Along with this came a heavy reliance on temporary migrant workers, a potential source of volatility and economic uncertainty in the case of borders being closed.
Before March 2020, New Zealand had an annual population growth of just over 2 percent, around two-thirds of that from immigration.
Since then, it has dropped to a growth rate of 0.6 percent. That means this country went from having some of the highest annual growth rates in the OECD to being bang on average.
Massey University sociology professor Paul Spoonley specialises in how social change and demographics affect political decisions.
He said the issue of immigration is a difficult equation for New Zealand to balance, with benefits and consequences on either side.
“There are two sides to the issue because as we've seen, lots of the labour market in New Zealand rely on either temporary or permanent migrants,” he said. “So to actually build houses or infrastructure like roads, we’ve become very reliant on migrant labour.”
On the other hand, he noted that rapid growth also requires a matched pace in infrastructure development, especially in quickly growing cities like Auckland or Tauranga - two cities Spoonley said have “an historic deficit in terms of infrastructure”.
If infrastructure already isn’t fit for purpose, he said rapid population growth can enact enormous pressure.

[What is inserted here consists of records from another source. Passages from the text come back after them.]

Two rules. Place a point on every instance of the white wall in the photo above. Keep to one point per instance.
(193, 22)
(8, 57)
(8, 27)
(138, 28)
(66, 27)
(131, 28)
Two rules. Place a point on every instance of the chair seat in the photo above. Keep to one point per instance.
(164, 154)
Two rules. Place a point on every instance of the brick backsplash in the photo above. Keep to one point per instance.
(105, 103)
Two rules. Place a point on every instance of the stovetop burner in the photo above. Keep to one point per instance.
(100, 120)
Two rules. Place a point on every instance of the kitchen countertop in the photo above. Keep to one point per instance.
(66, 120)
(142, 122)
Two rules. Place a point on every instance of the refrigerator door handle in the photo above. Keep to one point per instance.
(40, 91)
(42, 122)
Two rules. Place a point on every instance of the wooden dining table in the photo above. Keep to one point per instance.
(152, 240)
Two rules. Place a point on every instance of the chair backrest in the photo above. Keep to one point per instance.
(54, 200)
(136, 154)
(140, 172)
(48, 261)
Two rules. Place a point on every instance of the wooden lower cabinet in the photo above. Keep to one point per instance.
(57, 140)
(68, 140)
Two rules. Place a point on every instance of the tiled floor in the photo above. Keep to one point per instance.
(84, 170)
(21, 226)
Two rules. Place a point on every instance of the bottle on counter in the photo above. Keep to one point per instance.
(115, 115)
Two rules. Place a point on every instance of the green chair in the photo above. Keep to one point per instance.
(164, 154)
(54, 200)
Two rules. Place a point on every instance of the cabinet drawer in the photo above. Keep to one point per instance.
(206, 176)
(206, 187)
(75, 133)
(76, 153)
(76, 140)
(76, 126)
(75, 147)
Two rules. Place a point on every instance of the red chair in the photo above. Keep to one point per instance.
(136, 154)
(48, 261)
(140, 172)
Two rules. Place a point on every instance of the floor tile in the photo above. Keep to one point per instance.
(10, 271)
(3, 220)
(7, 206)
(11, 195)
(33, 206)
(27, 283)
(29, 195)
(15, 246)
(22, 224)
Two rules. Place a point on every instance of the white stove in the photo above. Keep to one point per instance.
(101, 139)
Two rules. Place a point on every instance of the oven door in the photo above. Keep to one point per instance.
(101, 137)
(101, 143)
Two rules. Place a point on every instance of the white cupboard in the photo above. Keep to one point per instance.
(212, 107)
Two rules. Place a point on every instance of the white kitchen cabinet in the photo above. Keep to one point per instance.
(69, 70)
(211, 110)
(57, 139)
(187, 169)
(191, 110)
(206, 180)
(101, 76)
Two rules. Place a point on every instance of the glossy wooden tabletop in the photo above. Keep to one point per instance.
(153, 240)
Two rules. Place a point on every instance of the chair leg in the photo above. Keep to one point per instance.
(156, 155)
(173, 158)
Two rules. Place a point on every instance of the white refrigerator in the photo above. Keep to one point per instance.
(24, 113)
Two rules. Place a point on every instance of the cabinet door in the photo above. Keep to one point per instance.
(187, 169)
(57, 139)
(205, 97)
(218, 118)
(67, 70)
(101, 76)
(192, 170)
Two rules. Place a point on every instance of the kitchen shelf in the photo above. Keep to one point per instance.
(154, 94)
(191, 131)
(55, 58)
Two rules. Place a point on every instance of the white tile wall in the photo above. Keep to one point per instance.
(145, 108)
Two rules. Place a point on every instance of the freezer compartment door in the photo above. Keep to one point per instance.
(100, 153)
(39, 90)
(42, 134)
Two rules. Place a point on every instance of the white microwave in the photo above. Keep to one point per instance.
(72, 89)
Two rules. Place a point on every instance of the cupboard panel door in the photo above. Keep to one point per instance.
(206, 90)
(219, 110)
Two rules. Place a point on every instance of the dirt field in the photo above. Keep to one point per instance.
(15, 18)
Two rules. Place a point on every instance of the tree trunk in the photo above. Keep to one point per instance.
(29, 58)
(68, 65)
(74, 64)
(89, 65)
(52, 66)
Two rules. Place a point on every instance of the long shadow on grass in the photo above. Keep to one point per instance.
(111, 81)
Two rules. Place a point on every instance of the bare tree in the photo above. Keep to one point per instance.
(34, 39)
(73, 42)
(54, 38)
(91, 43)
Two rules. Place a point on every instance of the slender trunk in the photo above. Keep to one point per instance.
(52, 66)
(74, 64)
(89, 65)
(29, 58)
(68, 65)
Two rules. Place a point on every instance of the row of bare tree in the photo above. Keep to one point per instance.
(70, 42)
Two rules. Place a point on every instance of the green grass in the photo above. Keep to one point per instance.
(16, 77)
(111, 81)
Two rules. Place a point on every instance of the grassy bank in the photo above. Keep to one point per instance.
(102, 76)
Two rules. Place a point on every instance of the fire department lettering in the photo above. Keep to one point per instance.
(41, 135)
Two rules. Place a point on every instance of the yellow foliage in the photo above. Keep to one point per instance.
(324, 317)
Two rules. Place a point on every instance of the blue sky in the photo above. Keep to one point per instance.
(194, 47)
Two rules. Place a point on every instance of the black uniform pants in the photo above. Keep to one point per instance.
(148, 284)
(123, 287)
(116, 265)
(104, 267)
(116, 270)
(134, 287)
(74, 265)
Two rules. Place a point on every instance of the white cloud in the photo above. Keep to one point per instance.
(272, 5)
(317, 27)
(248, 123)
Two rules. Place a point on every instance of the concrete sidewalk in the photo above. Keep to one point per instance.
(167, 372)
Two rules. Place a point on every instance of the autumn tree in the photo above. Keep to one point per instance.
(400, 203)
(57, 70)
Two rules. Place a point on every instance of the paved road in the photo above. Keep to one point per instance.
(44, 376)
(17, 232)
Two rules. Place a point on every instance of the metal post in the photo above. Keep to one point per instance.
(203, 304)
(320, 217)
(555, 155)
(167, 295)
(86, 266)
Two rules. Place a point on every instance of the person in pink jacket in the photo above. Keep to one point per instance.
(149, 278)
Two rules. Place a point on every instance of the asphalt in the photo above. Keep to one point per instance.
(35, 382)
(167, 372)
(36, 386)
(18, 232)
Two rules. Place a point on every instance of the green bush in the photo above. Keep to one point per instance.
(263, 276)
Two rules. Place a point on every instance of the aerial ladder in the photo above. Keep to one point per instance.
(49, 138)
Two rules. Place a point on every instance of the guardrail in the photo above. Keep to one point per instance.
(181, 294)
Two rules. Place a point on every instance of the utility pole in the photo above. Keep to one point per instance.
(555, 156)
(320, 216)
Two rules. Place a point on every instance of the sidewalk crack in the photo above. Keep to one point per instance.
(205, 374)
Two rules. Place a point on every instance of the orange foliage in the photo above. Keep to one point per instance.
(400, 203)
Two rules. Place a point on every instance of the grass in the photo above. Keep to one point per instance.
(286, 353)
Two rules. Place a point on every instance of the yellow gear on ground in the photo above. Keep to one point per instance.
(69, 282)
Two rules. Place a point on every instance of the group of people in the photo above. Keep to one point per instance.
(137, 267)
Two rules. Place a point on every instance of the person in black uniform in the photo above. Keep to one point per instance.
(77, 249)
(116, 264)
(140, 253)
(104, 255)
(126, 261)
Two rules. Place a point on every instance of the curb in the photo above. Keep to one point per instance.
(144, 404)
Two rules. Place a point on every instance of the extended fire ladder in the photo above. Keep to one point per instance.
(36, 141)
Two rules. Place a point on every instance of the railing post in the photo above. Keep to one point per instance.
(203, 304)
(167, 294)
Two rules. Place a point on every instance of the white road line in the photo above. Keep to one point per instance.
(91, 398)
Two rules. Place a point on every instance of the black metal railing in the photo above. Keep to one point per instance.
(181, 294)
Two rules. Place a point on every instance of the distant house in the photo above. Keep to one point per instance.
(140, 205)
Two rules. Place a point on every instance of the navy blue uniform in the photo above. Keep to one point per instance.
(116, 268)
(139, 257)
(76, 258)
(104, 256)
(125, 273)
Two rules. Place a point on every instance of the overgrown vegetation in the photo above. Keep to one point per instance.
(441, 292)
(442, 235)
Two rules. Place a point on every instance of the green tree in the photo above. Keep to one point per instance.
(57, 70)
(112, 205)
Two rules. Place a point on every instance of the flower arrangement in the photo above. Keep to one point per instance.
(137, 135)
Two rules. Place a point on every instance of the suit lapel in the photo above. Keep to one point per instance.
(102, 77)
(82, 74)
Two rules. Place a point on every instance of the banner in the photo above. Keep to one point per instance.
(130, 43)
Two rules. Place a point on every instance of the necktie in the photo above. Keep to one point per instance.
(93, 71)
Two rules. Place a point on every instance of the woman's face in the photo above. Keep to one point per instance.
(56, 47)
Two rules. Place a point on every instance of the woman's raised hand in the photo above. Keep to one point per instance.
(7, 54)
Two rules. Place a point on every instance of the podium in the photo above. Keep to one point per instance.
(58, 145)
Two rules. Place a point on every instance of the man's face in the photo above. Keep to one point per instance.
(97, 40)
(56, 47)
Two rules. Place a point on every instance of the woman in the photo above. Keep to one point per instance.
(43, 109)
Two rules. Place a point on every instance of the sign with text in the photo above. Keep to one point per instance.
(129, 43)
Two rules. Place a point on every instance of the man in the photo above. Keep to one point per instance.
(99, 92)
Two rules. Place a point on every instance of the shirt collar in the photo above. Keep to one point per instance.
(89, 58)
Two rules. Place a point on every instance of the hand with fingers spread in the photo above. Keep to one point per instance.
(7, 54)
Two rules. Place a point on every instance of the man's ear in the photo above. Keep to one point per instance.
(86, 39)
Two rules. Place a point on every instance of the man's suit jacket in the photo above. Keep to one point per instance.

So there’s a delicate balance to strike if New Zealand moves back to its prior reliance on migration. Other factors to consider include benefiting from other countries’ investment in human resources.
“What we get in terms of our skilled migrant category, where the majority of our permanent migrants were approved, is somebody whose life up to this point, including their skills, training and experience has been paid for by another country,” he said. “If we're getting the surgeon from South Africa or the roading engineer from India, we didn't make the investment but we are going to be the beneficiary of their skills.”
New Zealand’s immigration profile has changed in recent years, shifting from a focus on permanent migration to more migrant workers being here on work, student or visitor visas. Temporary work visas in particular have grown to represent a much larger chunk of all arrivals since around 2010.
The commission pointed to this increase in the temporary visa load as a result of policy choices made by governments in response to demands from employers for workers, an increase in international students and the points system for New Zealand residency privileging those who have already had work or study experience within the country.
But as the dust of these initial Covid years settle, many countries share the same gaps in the labour market that they are now likely to try to fill.
Spoonley says it will be a competitive market as migration resumes over the next two or three years.
“The labour crunch which Covid has accelerated is common to other countries, so what we are then doing is competing for migrants with Australia, the UK, the USA or Canada,” he said. “At the same time, they will also try to recruit out of New Zealand, in particular skilled New Zealanders.”
Could this mean a return to the ‘brain drain’ days of 2012, when a group the size of a packed-out Eden Park left for Australia?
Spoonley’s best guess is the number of Kiwis packing their bags for environs further afield will be somewhere between those seen in 2012 and now.
“I don't know to be honest, but will we see our new graduates and some of our skilled workforce leaving to another country? Absolutely,” he said. The outflow will be seen particularly to countries that can put a premium on attracting people - whether with higher incomes or lower cost of living, pull factors that have long had Kiwis set their sites overseas.
“Australia can pay a third more,” Spoonley said. “So will we see a net outflow of New Zealanders? Almost certainly. I'm just not clear on the size of that. What I am clear about is that many of them will be highly skilled and we can't afford to lose them.”
He said it’s a looming retention issue for the New Zealand economy, where the biggest reasons for people to stay put will be family or friends.
“Other countries will be outbidding us in terms of pay and conditions.”